Trees suffused with sunlight
Trees suffused with sunlight.
(Pixabay – Public Domain)

Solarpunk

Hope for the future

Books like Always Coming Home by Ursula Le Guin; A Psalm for the Wild-Built and A Prayer for the Crown-Shy by Becky Chambers; The Fifth Sacred Thing and City of Refuge by Starhawk.

These are books that envision a solar powered, sustainable future. There may be dystopias over the horizon, but home is a place where handicrafts and home-made things nestle together with solar power and sustainable technology.

Solarpunk is a portmanteau word created from the “punk” part of steampunk and cyberpunk, and the concept of solar power and other sustainable technologies.

Samizdat literature
Samizdat (unofficial literature) in the USSR, Moscow.
(Photo by Nkrita – CC-BY-SA 4.0 International)

Samizdat

The spirit of resistance

Samizdat was literature as resistance, painstakingly copied from censored materials:

“Samizdat (Russian: самиздат, pronounced [səmɨzˈdat], lit. ‘self-publishing’), also samvydav (Ukrainian: самвидав), was a form of dissident activity across the Eastern Bloc in which individuals reproduced censored and underground makeshift publications, often by hand, and passed the documents from reader to reader. The practice of manual reproduction was widespread, because printed texts could be traced back to the source. This was a grassroots practice used to evade official Soviet censorship.

Weaving

Spinning and Weaving

Creating gold from straw

Both weaving and spinning have been used as metaphors for storytelling. The magical qualities of weaving, and the mesmerizing effect of spinning, both lend themselves well to the concept of storytelling and narrative.

Weaving is a metaphor for creating community, and for creating reality itself (the Wyrd Sisters in Norse mythology, the Moirai in Greek mythology, the Fates in Roman mythology, were all weavers).

Soul Alchemy

The magic of transformation

Alchemy was the attempt to make gold out of base metals, mostly lead.

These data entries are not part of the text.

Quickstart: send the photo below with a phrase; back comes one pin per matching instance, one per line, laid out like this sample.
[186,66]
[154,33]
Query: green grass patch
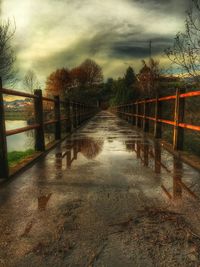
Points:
[15,157]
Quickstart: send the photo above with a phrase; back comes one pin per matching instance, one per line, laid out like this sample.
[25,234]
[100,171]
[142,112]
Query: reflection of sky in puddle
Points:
[19,142]
[23,141]
[147,165]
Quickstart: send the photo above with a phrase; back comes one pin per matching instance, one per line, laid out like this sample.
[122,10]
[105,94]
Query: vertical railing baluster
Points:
[68,116]
[146,114]
[39,119]
[57,117]
[178,134]
[4,169]
[158,114]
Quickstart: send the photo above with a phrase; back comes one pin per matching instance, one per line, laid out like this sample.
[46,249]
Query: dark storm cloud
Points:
[65,32]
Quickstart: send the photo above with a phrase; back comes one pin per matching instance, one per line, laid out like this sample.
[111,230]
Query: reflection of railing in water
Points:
[74,115]
[144,152]
[89,147]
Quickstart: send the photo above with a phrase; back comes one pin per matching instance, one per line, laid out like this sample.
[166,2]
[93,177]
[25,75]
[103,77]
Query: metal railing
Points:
[74,115]
[138,113]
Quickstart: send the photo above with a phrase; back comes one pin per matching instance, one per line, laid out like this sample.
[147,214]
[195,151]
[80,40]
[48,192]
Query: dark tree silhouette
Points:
[7,55]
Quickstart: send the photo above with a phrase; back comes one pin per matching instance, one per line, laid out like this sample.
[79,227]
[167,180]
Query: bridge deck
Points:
[106,196]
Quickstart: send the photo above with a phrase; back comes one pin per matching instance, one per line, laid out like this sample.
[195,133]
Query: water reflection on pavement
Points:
[106,196]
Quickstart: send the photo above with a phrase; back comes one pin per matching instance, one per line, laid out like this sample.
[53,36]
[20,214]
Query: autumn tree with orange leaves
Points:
[58,82]
[79,81]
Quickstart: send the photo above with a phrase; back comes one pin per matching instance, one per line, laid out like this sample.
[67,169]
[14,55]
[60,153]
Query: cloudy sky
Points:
[62,33]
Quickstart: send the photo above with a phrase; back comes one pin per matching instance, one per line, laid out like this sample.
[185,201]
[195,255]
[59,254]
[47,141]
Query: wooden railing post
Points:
[158,114]
[137,113]
[178,135]
[57,118]
[145,120]
[39,132]
[68,116]
[4,169]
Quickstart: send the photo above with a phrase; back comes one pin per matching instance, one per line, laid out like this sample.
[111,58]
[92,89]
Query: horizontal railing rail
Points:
[138,113]
[73,115]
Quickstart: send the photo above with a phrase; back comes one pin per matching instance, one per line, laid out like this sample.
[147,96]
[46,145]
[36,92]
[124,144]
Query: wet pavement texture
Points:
[106,196]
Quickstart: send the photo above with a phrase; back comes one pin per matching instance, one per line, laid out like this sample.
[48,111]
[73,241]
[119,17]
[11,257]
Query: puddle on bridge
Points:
[106,196]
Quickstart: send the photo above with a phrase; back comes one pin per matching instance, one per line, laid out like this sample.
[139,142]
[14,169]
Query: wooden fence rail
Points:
[138,113]
[73,116]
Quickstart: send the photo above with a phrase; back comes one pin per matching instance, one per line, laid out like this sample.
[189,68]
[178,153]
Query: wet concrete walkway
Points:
[107,196]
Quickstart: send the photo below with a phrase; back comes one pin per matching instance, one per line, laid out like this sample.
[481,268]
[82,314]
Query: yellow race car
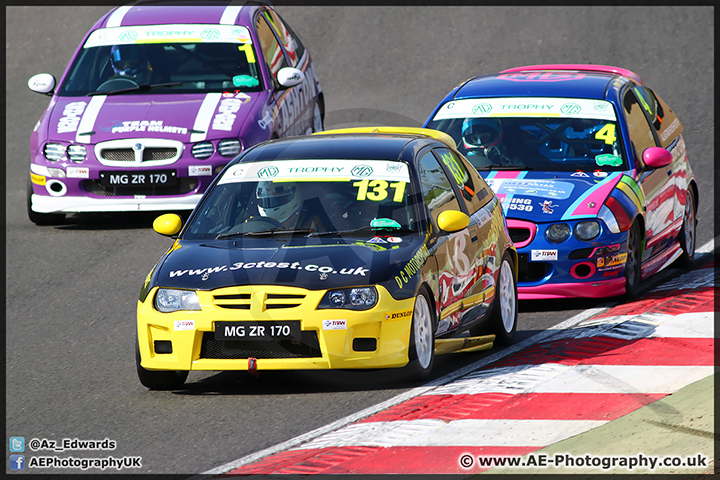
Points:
[371,247]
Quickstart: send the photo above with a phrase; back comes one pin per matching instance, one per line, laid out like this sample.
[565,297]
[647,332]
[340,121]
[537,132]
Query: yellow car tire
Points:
[422,338]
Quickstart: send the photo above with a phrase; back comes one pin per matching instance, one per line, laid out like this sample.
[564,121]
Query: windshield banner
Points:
[176,33]
[314,171]
[527,107]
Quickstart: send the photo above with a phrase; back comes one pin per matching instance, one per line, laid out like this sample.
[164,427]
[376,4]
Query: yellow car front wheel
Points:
[422,338]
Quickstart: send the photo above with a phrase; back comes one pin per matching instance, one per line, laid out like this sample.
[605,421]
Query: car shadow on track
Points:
[112,221]
[321,381]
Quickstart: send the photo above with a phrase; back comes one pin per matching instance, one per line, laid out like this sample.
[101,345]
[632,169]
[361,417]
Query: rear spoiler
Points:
[583,67]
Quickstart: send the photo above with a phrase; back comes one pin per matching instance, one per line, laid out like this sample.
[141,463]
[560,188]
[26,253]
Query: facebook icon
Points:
[17,444]
[17,462]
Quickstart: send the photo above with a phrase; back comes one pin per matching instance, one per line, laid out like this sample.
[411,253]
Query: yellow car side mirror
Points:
[452,221]
[169,224]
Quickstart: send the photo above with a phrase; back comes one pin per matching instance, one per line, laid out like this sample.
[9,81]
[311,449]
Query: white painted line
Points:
[625,379]
[466,433]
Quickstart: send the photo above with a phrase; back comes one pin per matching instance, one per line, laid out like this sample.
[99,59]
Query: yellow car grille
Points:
[242,301]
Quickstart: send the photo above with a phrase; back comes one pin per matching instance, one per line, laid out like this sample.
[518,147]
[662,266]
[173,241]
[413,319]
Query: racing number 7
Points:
[379,190]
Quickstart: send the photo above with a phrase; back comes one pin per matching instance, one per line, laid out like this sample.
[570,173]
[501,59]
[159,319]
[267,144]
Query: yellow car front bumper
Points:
[331,338]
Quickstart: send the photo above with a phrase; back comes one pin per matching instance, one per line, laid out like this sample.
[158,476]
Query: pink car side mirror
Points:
[656,157]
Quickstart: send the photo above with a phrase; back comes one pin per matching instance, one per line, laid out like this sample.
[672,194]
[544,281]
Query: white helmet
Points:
[277,200]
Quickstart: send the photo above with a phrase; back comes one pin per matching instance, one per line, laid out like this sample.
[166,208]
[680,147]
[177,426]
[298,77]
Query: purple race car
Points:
[158,99]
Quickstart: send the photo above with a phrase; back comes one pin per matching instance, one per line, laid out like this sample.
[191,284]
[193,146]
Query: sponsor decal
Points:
[193,33]
[533,188]
[225,118]
[412,267]
[361,170]
[266,120]
[543,255]
[179,325]
[608,159]
[155,126]
[515,203]
[78,172]
[335,324]
[205,272]
[199,170]
[527,107]
[376,240]
[570,109]
[268,172]
[670,130]
[37,179]
[548,206]
[541,77]
[71,117]
[612,260]
[297,101]
[335,171]
[481,108]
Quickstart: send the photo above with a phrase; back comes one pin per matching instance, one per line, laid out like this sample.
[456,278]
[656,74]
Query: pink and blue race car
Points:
[592,171]
[158,99]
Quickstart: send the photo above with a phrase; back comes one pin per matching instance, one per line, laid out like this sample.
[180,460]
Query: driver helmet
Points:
[481,132]
[130,61]
[277,200]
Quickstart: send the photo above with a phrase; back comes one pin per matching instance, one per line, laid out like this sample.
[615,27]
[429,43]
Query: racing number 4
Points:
[379,190]
[607,133]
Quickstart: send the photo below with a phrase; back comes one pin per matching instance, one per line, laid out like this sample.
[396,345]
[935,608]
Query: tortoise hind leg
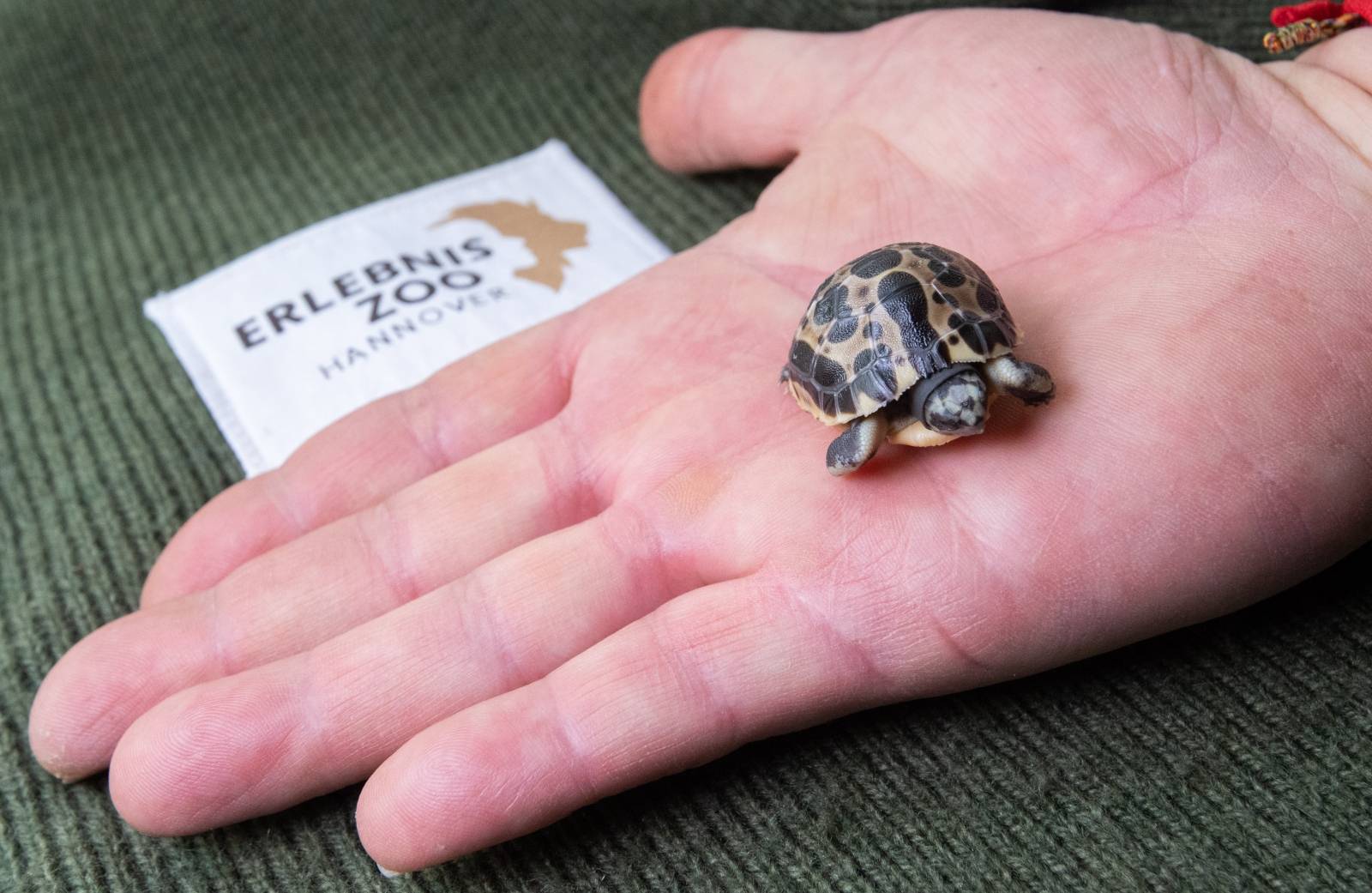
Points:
[857,444]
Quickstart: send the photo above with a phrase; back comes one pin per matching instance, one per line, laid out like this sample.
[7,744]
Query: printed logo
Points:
[312,325]
[548,239]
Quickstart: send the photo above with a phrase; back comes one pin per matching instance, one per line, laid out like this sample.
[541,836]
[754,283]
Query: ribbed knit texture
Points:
[143,143]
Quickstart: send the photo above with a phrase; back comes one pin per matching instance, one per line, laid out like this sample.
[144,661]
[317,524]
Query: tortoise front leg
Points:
[857,444]
[1026,382]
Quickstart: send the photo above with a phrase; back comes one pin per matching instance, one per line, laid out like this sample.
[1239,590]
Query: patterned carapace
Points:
[888,318]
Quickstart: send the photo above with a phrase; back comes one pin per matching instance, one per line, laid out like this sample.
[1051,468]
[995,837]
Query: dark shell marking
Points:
[933,307]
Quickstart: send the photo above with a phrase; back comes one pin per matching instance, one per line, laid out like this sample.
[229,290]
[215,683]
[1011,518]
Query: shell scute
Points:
[933,307]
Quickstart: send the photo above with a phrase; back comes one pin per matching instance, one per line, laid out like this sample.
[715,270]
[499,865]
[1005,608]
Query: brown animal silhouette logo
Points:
[546,238]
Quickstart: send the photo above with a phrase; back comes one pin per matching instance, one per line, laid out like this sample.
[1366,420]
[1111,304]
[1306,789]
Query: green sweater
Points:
[143,143]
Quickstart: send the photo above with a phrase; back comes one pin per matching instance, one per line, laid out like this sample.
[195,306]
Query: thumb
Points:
[745,98]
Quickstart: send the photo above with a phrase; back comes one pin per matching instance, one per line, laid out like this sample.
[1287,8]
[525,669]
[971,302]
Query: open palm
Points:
[608,547]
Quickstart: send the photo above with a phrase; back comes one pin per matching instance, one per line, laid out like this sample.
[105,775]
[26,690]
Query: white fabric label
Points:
[308,328]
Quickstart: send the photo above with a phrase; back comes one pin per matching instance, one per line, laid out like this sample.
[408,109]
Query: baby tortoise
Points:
[907,343]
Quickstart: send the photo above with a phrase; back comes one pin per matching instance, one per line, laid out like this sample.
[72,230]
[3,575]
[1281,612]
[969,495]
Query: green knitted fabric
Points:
[143,143]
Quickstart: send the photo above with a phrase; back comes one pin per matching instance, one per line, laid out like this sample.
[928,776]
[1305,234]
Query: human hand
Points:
[608,547]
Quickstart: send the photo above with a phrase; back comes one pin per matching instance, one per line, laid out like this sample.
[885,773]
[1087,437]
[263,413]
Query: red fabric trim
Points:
[1317,9]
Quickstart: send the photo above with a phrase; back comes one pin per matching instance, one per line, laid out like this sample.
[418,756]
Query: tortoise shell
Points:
[888,318]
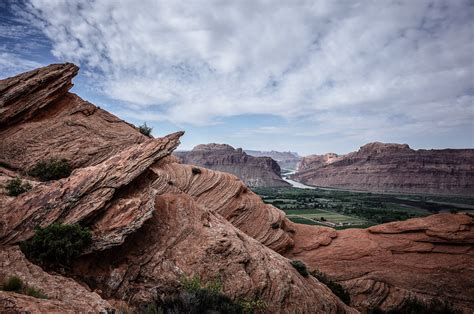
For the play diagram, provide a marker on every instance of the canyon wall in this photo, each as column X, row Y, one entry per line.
column 254, row 171
column 155, row 221
column 380, row 167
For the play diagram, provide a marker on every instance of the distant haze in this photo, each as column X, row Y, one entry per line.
column 310, row 77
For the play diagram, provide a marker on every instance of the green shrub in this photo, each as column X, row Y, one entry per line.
column 57, row 244
column 52, row 169
column 15, row 187
column 36, row 293
column 336, row 288
column 414, row 305
column 145, row 129
column 13, row 283
column 300, row 267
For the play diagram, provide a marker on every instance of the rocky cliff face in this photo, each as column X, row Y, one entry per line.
column 155, row 221
column 393, row 168
column 286, row 160
column 254, row 171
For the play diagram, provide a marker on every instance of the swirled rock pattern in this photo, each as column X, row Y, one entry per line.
column 393, row 168
column 155, row 220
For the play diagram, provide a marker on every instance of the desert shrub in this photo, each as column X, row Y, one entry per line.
column 5, row 165
column 36, row 293
column 195, row 170
column 300, row 267
column 414, row 305
column 52, row 169
column 15, row 187
column 145, row 129
column 336, row 288
column 57, row 244
column 13, row 283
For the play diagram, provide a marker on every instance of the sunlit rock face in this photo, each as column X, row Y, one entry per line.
column 383, row 167
column 155, row 220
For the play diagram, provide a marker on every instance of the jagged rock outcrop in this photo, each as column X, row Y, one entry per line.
column 155, row 220
column 381, row 266
column 382, row 167
column 317, row 161
column 64, row 295
column 286, row 160
column 254, row 171
column 148, row 232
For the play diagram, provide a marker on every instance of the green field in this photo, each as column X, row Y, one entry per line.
column 346, row 209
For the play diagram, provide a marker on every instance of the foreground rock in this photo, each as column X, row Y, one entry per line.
column 64, row 295
column 148, row 231
column 155, row 221
column 254, row 171
column 392, row 168
column 286, row 160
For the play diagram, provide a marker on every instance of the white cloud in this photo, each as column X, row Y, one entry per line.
column 345, row 65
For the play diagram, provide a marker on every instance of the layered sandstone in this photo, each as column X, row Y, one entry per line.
column 254, row 171
column 149, row 230
column 155, row 221
column 393, row 168
column 286, row 160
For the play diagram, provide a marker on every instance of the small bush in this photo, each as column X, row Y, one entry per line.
column 52, row 169
column 16, row 187
column 13, row 284
column 145, row 129
column 336, row 288
column 414, row 305
column 300, row 267
column 57, row 244
column 36, row 293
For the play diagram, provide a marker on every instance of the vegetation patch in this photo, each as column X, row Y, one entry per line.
column 300, row 267
column 415, row 305
column 51, row 169
column 16, row 187
column 57, row 244
column 145, row 129
column 15, row 284
column 336, row 288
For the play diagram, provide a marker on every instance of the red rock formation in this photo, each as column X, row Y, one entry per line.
column 254, row 171
column 155, row 220
column 381, row 266
column 394, row 168
column 147, row 231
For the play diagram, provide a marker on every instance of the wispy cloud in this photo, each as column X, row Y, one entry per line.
column 349, row 67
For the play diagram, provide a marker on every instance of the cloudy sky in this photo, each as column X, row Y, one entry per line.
column 306, row 76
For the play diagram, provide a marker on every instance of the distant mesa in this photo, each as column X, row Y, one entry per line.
column 254, row 171
column 381, row 167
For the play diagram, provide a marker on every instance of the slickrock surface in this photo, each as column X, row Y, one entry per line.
column 49, row 122
column 184, row 239
column 155, row 220
column 286, row 160
column 64, row 294
column 254, row 171
column 428, row 257
column 394, row 168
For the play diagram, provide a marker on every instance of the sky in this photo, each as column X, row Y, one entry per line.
column 303, row 76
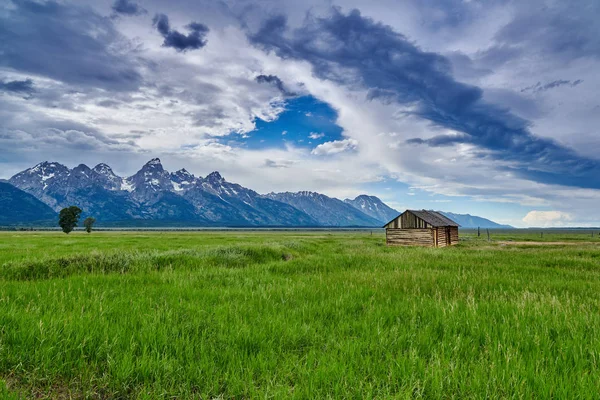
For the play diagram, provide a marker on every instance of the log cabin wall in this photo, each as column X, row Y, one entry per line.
column 409, row 220
column 453, row 235
column 410, row 237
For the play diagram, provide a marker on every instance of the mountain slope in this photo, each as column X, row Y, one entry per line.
column 472, row 221
column 373, row 207
column 154, row 194
column 325, row 210
column 19, row 207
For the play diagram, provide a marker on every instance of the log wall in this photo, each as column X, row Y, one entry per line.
column 410, row 237
column 454, row 235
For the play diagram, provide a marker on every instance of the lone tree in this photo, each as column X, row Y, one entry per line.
column 68, row 218
column 89, row 223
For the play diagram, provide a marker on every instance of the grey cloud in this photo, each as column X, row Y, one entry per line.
column 275, row 81
column 128, row 7
column 381, row 59
column 24, row 87
column 539, row 87
column 67, row 43
column 196, row 39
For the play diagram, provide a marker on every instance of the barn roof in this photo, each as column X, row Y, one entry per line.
column 433, row 218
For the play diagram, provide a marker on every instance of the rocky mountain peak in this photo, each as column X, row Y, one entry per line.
column 153, row 164
column 215, row 177
column 82, row 169
column 103, row 169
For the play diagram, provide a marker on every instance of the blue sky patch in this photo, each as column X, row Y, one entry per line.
column 306, row 122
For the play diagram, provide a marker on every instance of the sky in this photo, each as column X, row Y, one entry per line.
column 483, row 107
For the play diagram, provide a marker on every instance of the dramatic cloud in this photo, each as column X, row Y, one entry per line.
column 127, row 7
column 335, row 147
column 538, row 87
column 547, row 219
column 349, row 48
column 67, row 43
column 275, row 81
column 196, row 39
column 20, row 87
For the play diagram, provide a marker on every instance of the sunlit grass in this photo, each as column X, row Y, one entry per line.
column 295, row 315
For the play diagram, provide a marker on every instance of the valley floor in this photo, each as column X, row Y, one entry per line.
column 155, row 315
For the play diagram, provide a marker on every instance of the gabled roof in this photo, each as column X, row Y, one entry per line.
column 433, row 218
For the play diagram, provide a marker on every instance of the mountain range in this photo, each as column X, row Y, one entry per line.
column 154, row 196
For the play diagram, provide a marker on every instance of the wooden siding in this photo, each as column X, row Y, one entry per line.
column 446, row 236
column 410, row 237
column 454, row 235
column 407, row 220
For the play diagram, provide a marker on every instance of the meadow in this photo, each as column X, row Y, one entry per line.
column 306, row 315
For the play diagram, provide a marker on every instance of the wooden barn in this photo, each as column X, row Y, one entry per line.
column 421, row 228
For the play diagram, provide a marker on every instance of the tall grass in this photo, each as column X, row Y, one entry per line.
column 287, row 315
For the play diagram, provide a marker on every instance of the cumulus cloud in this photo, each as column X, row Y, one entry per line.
column 546, row 219
column 422, row 83
column 128, row 7
column 77, row 46
column 194, row 40
column 335, row 147
column 275, row 81
column 24, row 87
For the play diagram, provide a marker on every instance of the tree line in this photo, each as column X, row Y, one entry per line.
column 68, row 218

The word alchemy comes from Greek khemeioa, possibly referring to Egypt as the land of black earth, or from Greek khymatos “that which is poured out,” from khein “to pour”.

Even at the height of the quest for gold, alchemy involved the transformation of the alchemists’ soul at the same time as the substances they were working with, and metaphorical imagery abounded.